Pytorch reimplementation of the Mixer (MLP-Mixer: An all-MLP Architecture for Vision)

Last update: Dec 08, 2022

Related tags

Overview

MLP-Mixer

Pytorch reimplementation of Google's repository for the MLP-Mixer (Not yet updated on the master branch) that was released with the paper MLP-Mixer: An all-MLP Architecture for Vision by Ilya Tolstikhin, Neil Houlsby, Alexander Kolesnikov, Lucas Beyer, Xiaohua Zhai, Thomas Unterthiner, Jessica Yung, Daniel Keysers, Jakob Uszkoreit, Mario Lucic, Alexey Dosovitskiy.

In this paper, the authors show a performance close to SotA in an image classification benchmark using MLP(Multi-layer perceptron) without using CNN and Transformer.

MLP-Mixer (Mixer for short) consists of per-patch linear embeddings, Mixer layers, and a classifier head.
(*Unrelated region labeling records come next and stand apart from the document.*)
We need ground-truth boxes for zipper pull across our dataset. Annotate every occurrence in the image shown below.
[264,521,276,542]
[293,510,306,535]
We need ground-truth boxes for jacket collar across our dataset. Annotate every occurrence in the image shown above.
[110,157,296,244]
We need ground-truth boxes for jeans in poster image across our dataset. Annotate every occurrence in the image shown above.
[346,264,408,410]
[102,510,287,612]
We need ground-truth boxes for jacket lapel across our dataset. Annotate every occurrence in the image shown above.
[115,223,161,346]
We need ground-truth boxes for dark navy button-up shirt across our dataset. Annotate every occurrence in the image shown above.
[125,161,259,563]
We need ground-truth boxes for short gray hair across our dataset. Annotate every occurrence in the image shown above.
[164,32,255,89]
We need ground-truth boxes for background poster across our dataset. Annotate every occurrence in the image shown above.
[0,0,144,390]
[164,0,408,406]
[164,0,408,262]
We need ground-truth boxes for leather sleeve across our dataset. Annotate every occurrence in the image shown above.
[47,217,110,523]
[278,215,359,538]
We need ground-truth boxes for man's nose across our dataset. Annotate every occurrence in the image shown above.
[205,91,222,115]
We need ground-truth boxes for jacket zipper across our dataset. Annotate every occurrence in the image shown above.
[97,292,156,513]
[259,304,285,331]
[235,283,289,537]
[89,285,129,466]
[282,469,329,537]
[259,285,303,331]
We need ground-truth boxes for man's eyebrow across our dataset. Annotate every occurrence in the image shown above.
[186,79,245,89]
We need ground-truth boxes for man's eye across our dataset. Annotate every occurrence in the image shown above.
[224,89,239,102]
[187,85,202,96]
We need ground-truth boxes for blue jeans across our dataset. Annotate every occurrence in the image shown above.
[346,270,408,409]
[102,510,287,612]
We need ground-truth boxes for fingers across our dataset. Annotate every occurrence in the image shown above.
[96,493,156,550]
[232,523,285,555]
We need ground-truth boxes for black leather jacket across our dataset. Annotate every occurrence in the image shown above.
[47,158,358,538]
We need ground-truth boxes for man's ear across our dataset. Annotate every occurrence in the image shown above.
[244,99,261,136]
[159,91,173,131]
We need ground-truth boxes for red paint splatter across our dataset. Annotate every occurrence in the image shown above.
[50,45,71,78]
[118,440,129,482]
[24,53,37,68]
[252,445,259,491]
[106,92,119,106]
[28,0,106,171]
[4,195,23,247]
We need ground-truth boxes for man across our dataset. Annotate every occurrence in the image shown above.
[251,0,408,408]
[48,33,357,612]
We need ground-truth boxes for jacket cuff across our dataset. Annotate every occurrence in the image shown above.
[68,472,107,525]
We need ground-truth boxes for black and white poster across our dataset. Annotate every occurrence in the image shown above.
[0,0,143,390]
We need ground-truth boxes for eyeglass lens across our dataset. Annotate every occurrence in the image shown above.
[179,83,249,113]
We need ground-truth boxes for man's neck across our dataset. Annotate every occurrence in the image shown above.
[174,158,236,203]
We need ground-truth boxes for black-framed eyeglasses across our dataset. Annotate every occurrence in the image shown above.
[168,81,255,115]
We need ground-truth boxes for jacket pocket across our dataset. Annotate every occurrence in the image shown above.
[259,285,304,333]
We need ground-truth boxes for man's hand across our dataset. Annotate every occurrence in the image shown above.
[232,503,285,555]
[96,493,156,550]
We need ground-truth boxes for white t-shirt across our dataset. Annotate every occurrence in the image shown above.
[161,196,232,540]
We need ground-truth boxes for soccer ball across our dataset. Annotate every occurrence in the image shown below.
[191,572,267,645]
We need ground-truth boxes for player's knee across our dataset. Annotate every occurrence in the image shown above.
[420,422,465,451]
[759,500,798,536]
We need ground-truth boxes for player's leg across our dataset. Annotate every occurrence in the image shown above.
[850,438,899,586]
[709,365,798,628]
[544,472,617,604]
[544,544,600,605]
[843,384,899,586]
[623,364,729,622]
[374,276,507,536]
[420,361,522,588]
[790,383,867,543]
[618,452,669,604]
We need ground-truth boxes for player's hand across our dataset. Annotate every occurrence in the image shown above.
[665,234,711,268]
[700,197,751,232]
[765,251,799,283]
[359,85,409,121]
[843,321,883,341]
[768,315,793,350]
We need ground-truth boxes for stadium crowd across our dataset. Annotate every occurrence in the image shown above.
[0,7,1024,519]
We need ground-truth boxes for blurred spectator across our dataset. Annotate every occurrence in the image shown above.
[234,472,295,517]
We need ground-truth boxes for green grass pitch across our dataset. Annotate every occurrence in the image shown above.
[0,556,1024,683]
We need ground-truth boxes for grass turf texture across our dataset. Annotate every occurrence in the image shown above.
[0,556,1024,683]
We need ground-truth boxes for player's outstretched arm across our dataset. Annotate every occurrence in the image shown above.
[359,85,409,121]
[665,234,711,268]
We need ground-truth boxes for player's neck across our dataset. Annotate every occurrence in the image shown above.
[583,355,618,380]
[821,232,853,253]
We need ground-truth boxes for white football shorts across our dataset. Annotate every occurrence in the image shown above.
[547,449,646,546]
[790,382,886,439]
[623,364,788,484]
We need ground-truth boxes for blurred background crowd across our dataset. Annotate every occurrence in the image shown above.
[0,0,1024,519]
Mixer layers contain one token-mixing MLP and one channel-mixing MLP, each consisting of two fully-connected layers and a GELU nonlinearity. Other components include: skip-connections, dropout, and linear classifier head.

Usage

1. Download Pre-trained model (Google's Official Checkpoint)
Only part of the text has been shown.